Follow-up biopsies may need to be done in cases where the patient is still suffering from symptoms or to ensure that the intestine has started to heal. Children have less of a need for follow-up testing as they tend to heal a lot quicker than adults.

Some doctors may suggest that the patient has a routine biopsy if they have been diagnosed as adults in order to monitor the condition and healing of the intestine.

Medications to reduce and control intestinal inflammation

If the damage done to the small intestine is severe, then the doctor may suggest that the patient undergoes a treatment plan consisting of steroids in order to help reduce and control any inflammation. These are able to ease any severe symptoms associated with celiac disease and allow for the intestine to heal naturally.

Dermatitis herpetiformis

If the patient is suffering from dermatitis herpetiformis, this is an itchy and blistering rash that is a result of coeliac disease, then the doctor may suggest applying skin medication regularly. One type of skin treatment is known as dapsone. The patient will also need to follow a gluten-free eating plan.

Refractory celiac disease

If the patient suffers from refractory coeliac disease (just to recap, this is when the intestine does not heal), this often results in the symptoms lessening and then recurring later or ongoing, severe symptoms in general. Should this occur, then the patient is likely to be referred to a specialised centre for evaluation. There is no current treatment that has been proven to be effective for this condition as yet.

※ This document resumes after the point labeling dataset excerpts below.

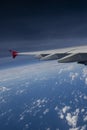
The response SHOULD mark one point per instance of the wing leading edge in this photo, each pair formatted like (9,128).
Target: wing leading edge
(62,55)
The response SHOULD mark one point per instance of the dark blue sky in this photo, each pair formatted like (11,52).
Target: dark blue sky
(37,25)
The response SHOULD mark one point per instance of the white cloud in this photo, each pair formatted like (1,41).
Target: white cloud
(73,76)
(46,111)
(72,119)
(65,109)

Those who suffer from refractory celiac disease should be expertly treated as there are often a number of different causes of this condition. Typically, doctors will use a form of steroid therapy through systemic steroids (prednisone) or a topical budesonide. Systemic steroids are corticosteroids that are generally given orally or intravenously. These work through reducing inflammation, as well as altering the body’s immune system response.

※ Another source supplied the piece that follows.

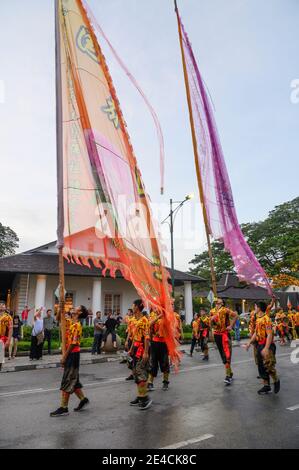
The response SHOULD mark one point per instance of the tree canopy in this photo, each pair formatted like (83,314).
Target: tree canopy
(275,242)
(9,241)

Potential future treatments

Currently, the only therapy that has been proven for the treatment of celiac disease is following a gluten-free diet. However, this is not always completely effective as when someone who suffers from the condition accidentally eats something with gluten in it, they may experience severe symptoms after doing so. Therefore, a treatment needs to be found that can stop the symptoms from resurfacing even when gluten products are ingested.

There are a number of treatments that are in the process of development for the disease. Some of these attempt to bind to the gluten or neutralise it, others seek to address the issues in the intestine’s barrier and the body’s response when gliadins in gluten are ingested.  

Researchers are also attempting to try and genetically modify wheat to remove the gluten component, however, they are yet to see success on these attempts.

None of the treatments mentioned are likely to be accepted or approved as means of therapies for coeliac disease in the next few years. However, thanks to these attempts, there is a high chance that these types of treatments will be able to aid those who suffer from celiac disease in the future.

Alternative medicine

As mentioned, there is currently no proven method of treatment for coeliac disease. There are, however, some enzyme therapies that are claiming to be able to aid in the digestion of gluten. These are available at some health stores and a number of other outlets. It is best that one always speaks to their doctor before taking any form of alternative medication as these are not scientifically proven to aid in the treatment of celiac disease.